PictureDespite the vintage of the film, The Mummy looks pretty good, indeed. The anamorphic 1.85:1 image does the ravishing set-designs justice and the effective, and alarmingly direct, camerawork comes across well with a transfer that retains all of its atmosphere and detail. Colour is well rendered - the stark beauty of Mehemet's statue of Karnak, the bright red of his fez, the earthy tones of the good old English bog and the finely decorated parlour in Banning's house all scrubbed up with honours. Detail is good, too. Look at the mouldy bandages in all the close-ups of Kharis, and especially at Christopher Lee's penetrating eyes blazing from within. Remarkably warm, the picture is blessedly free from grain or print damage. However, there are a couple of occasions when blue dots flash upon the image for the most fleeting of instances.
But one gripe that is not so slight is the softening of the image over the right side of the screen, particularly noticeable down in the corner during a few of the early sequences. Look at the accoutrements on the doctor's desk at the asylum, for instance. Blacks, however, are strong and deep enough to convey oodles of atmosphere and a nice balance to the vivid colour schemes on display. Overall, this is a very decent transfer of The Mummy, the odd niggle here and there not nearly enough to mar the pleasure or enjoyment of the movie.

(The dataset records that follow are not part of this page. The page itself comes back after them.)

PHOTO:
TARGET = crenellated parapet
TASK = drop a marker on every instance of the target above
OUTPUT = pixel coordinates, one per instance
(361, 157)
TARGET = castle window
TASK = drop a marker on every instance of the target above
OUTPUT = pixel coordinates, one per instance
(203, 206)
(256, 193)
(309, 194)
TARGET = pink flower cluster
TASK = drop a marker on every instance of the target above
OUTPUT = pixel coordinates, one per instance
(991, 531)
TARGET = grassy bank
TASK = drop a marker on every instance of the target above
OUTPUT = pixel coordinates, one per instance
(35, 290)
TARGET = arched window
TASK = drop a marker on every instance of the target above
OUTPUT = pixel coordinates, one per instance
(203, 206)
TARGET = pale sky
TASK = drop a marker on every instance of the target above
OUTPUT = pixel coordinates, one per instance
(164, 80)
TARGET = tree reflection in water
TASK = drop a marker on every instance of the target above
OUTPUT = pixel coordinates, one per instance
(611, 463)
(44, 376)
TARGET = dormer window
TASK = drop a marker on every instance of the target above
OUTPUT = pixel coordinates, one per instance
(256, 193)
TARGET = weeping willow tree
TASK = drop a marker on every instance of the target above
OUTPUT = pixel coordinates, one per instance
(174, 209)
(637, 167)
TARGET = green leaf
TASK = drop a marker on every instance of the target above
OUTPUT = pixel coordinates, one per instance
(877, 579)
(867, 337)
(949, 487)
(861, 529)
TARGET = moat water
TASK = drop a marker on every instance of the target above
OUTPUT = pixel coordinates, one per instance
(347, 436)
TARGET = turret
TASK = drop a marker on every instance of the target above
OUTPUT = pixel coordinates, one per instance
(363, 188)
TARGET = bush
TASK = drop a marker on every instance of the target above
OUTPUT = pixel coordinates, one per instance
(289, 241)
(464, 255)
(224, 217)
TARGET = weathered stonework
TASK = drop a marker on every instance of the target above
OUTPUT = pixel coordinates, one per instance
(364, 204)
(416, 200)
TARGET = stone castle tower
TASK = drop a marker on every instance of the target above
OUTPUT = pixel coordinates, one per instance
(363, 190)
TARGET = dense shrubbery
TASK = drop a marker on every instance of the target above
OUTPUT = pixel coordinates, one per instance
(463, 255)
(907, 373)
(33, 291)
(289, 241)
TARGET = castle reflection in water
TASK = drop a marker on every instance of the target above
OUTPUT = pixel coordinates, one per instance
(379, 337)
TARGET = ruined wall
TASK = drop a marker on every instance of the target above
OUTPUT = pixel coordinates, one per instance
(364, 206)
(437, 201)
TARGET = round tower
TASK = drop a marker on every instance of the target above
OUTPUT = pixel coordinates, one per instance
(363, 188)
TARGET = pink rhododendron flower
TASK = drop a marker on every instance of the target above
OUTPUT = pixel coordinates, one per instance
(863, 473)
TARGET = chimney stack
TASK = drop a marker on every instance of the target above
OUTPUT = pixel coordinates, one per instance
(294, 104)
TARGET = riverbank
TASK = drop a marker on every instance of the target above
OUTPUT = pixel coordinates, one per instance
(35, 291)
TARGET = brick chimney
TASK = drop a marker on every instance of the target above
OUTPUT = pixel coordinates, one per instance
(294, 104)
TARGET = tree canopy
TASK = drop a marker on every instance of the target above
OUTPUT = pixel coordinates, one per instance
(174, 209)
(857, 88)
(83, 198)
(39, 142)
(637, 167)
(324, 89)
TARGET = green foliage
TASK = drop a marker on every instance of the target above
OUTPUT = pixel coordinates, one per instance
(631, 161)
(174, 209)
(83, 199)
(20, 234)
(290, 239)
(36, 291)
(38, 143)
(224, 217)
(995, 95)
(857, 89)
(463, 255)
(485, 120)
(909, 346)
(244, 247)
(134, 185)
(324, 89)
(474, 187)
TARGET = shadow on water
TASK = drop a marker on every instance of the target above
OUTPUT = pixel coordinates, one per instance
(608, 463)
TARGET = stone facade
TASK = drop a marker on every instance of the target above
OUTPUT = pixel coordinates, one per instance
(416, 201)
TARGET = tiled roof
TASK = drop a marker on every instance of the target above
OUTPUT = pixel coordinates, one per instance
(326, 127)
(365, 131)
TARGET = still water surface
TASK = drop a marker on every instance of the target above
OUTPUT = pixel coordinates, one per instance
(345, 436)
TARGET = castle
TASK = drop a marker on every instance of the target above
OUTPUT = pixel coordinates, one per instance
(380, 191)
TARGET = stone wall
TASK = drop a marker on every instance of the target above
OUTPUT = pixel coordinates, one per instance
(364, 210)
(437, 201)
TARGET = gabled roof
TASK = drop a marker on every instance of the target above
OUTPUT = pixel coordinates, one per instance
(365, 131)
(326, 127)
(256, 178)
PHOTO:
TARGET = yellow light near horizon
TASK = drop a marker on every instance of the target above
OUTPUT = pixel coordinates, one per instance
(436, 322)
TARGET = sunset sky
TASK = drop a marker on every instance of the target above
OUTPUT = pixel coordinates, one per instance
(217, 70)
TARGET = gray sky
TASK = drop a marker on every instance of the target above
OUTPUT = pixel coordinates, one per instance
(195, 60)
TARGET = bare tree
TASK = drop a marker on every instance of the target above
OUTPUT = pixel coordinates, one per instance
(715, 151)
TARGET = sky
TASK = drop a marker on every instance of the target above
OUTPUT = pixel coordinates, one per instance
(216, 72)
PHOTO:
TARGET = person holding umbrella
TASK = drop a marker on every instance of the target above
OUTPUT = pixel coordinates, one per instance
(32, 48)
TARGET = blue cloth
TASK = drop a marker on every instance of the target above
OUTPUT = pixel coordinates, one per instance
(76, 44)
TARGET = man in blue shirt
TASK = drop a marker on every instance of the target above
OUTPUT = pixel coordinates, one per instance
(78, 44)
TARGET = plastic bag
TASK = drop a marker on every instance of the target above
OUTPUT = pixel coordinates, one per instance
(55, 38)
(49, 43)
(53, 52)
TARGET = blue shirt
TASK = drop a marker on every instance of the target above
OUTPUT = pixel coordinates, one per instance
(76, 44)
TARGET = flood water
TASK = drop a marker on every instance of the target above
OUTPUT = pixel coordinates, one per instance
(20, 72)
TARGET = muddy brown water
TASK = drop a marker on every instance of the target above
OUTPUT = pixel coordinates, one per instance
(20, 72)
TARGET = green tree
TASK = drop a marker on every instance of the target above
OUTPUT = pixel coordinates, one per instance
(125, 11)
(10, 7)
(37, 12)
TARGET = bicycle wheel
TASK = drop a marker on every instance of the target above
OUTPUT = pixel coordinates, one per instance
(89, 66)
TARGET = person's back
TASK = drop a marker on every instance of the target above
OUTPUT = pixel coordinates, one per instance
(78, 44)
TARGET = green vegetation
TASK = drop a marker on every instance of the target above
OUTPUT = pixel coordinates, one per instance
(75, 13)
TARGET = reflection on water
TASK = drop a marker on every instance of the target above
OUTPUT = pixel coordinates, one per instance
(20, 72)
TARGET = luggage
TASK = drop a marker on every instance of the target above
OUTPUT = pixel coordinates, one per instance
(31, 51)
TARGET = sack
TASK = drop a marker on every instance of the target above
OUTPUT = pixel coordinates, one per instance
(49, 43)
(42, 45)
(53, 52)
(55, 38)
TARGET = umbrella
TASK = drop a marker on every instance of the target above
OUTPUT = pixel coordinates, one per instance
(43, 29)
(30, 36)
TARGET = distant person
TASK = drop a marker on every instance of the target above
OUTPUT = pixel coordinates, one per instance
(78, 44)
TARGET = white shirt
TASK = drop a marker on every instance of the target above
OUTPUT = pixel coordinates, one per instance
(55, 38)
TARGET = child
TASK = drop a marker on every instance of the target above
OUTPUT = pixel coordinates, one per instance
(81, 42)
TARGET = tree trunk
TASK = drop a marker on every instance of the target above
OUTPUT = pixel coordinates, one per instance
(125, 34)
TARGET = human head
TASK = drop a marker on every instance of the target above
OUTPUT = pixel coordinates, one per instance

SoundAlthough only the original mono track, the audio for The Mummy has been cleaned up a treat, sounding very clear and crisp. Voices have a natural quality that comes across well with the transfer, although there are a couple of instances of very slight drop-out, usually affecting Peter Cushing's lines. The score is suitably textured and never drowns out the dialogue, sounding robust and warm throughout. The many gunshots carry a nice bit of weight to them and the plentiful impacts and crash, bang, wallops of the mummy's smash 'n' grab antics are effectively delivered with gusto.
A very decent effort.
ExtrasAll we get with The Mummy is the original theatrical trailer. Running for a lengthy 2.18 mins, this gives away far too much. Honestly, for those suffering from a short attention span, this is the ideal way to view the film - as it covers every key scene and incident in the correct running order as they occur in the movie.
As with too many Hammer films on DVD, this is a pretty poor show.
VerdictThe Mummy is fast-paced, colourful period horror from the stable that could do this sort of thing in its sleep. A lean narrative that only suffers from a couple of jarring flashbacks sees that The Mummy is not only cheerfully - and chillfully - episodic and entertaining, but that it delivers some clever and witty dialogue, too. Hammer would fall into the same trap as their forbears, Universal, and produce lacklustre sequels one after another, masking the vibrant quality of each individual horror franchise (Frankenstein and Dracula as well as The Mummy - although the Quatermass films actually got better as they went along), but for now, at least, you can enjoy the crusty, cloth-wrapped three-thousand-year-old malevolence of one of Christopher Lee's most powerful, and potent, screen monsters. Recommended.